Mit ihren bis dato ungewöhnlichen Ansätzen machten sich die Wissenschaftler nicht nur Freunde. Im Gegenteil, oft gleicht ihre Arbeit in Bezug auf ihre Kollegen und andere Wissenschaftler einem Kampf gegen Windmühlen, der sich teilweise auch negativ auf ihre eigenen wissenschaftlichen Karrieren auswirkt.

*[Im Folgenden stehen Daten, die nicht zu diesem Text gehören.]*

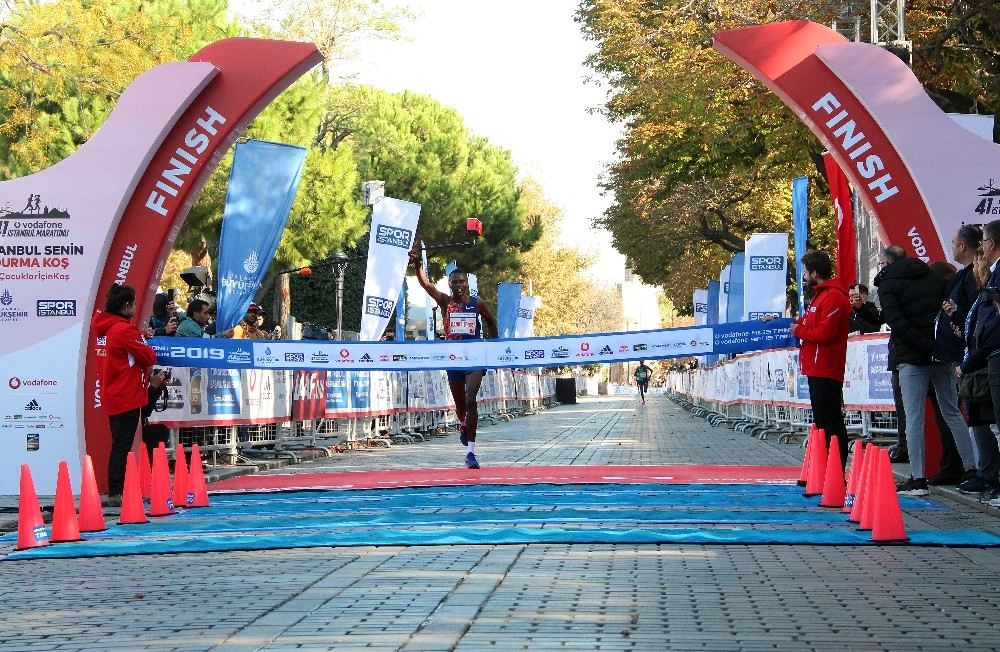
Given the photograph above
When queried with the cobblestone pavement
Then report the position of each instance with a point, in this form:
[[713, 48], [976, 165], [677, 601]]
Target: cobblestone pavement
[[526, 597]]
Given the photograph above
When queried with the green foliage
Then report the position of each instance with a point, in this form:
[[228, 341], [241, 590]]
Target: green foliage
[[423, 152]]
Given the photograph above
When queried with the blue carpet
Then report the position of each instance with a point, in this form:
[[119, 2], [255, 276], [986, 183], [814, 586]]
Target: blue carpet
[[491, 514]]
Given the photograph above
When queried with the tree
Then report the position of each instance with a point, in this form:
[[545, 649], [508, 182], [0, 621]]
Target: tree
[[708, 152], [554, 272], [423, 152]]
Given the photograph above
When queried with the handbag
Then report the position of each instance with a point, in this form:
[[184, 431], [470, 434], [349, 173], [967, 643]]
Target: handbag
[[975, 387]]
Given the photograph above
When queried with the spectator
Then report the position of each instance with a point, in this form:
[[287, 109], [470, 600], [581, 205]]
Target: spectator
[[823, 354], [865, 317], [986, 334], [979, 415], [122, 369], [249, 326], [911, 297], [193, 324], [154, 433], [164, 319]]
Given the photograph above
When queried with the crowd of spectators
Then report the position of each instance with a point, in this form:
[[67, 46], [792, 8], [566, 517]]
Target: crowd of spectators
[[944, 350]]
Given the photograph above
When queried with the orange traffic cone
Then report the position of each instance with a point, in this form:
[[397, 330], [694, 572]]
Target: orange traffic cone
[[31, 532], [871, 493], [887, 526], [65, 526], [132, 510], [196, 479], [145, 472], [861, 490], [810, 443], [160, 502], [833, 481], [91, 514], [182, 493], [817, 466], [857, 459]]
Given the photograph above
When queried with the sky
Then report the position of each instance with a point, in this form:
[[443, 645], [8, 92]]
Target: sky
[[514, 70]]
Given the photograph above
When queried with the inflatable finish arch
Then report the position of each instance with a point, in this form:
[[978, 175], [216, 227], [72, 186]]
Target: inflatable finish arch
[[922, 175], [110, 213]]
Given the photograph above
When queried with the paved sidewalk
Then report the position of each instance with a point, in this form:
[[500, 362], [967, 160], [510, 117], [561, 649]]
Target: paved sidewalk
[[526, 597]]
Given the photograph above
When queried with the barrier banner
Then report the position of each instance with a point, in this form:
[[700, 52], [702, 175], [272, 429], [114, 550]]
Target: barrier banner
[[394, 222], [772, 377], [764, 276], [309, 395], [508, 305], [525, 326], [734, 306], [338, 397], [475, 354], [262, 185], [800, 231]]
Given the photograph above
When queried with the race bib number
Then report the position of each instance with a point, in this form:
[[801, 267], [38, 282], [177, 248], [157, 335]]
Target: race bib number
[[462, 323]]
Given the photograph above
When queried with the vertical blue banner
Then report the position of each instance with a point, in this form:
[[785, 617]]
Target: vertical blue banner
[[360, 390], [713, 292], [337, 391], [800, 228], [262, 185], [713, 303], [225, 392], [508, 303], [401, 314], [734, 307]]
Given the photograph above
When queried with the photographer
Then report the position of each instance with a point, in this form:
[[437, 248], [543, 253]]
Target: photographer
[[164, 320], [122, 365], [154, 433]]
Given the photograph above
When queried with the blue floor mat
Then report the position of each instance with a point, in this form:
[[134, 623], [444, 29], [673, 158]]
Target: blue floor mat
[[490, 514]]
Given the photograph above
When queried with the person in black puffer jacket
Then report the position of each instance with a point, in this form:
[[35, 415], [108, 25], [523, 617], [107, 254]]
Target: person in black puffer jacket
[[911, 297]]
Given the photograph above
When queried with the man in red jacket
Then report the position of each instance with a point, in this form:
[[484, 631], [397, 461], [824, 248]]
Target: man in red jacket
[[823, 353], [123, 365]]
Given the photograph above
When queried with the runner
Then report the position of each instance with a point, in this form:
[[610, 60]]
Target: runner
[[642, 375], [462, 314]]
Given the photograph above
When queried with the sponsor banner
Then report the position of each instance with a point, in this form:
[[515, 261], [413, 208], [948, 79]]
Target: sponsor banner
[[734, 307], [55, 230], [700, 304], [800, 230], [764, 274], [309, 395], [525, 326], [508, 305], [225, 392], [208, 396], [262, 185], [773, 377], [243, 76], [723, 315], [475, 354], [393, 224]]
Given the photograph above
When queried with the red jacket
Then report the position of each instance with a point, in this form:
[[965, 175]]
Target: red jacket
[[823, 331], [120, 363]]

Gabel statt Skalpell – das Fazit
In »Gabel statt Skalpell« werden hauptsächlich gesundheitliche Motive für eine pflanzliche Ernährungsweise genannt, ethische Überlegungen treten ganz in den Hintergrund. Am Rande wird hier jedoch auf die Haltungsbedingungen von Milchkühen eingegangen, und auch die Arbeit von Gene Baur, Mitgründer von Farm Sanctuary, wird vorgestellt. Ohne erhobenen Zeigefinger wird gezeigt, dass eine pflanzliche Ernährungsweise nicht nur positive Auswirkungen auf den Gesundheitszustand von Menschen haben kann, sondern auch tierfreundlich ist und der Umwelt zugute kommt.
Die typisch amerikanische Note zieht sich durch den gesamten Film. Oft wünscht man sich als Zuschauer die deutschen Zahlen zum Vergleich. So erwischt man sich möglicherweise bei dem Gedanken, dass die Situation in Deutschland sicherlich weniger dramatisch ist. Doch das Bundesministerium für Bildung und Forschung fand heraus, dass in Deutschland rund ein Drittel aller Kosten im Gesundheitswesen durch Krankheiten verursacht werden, die direkt oder indirekt durch Ernährungsfaktoren begünstigt werden. Und auch die Verstrickungen der Agrarindustrie mit der Politik finden sich ebenso wie in den USA auch in Deutschland.
Auch wenn in der Dokumentation sicherlich vieles sehr generalisiert dargestellt wird, kann uns der Film daran erinnern, über unsere Ernährungs- und Lebensweise nachzudenken.
Zum Film gibt es auch ein Buch mit weiteren Hintergrundinformationen sowie ein Kochbuch, beides jedoch nur auf Englisch.